Open Mastomaki opened 3 years ago

Mastomaki commented 3 years ago

Documentation should be added about the best ways to read from text file to NamedArray. My current plan is to first read a DataFrame via CSV.jl and then convert it using the function provided by dietercastel.

Mastomaki commented 3 years ago

For missing values I edit the original function of dietercastel as follows:

function convert(t::Type{NamedArray}, df::DataFrame; valueCol = :Values)
   newdimnames = propertynames(df)
   deleteat!(newdimnames,findfirst(x->x==valueCol,newdimnames))
   names = map(dn->unique(df[!,dn]),newdimnames)
   lengths = map(length,names)

    newna = NamedArray( Array{Union{Missing, Float64}}(missing, lengths...), tuple(names...), tuple(newdimnames...))
    for row in eachrow(df)
        a = [row[col] for col in newdimnames]
        newna[a...] = row[valueCol]
    end
   return newna
end

However, the datatype of the named array should be set according to the original dataframe.
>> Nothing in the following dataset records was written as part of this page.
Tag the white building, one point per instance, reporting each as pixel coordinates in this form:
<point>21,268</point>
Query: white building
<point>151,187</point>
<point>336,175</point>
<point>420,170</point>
davidavdav commented 3 years ago

Yes, documentation. I have to study how that works. Do you know of a recommended and hosted platform for that?

Mastomaki commented 3 years ago

Not really. I believe the documentation of registered packages appears in https://juliapackages.com/ if it is present in the Github repository. And documenter.jl can be used to make documentation.

sciencepeak commented 3 years ago

Yes, documentation. I have to study how that works. Do you know of a recommended and hosted platform for that?

I think it is not necessary to master documenter.jl to write a formal, perfect documentation. If the usage of conversion between NamedArray and DataFrame can be added to the ReadMe file of this repository, that is good enough for now for people to learn it.

I think your package is very important for Julia to attract data science users from Python Pandas and R, where data frame and matrix can be easily converted to each other and transposed without losing row names or column names. Thanks a lot for your work.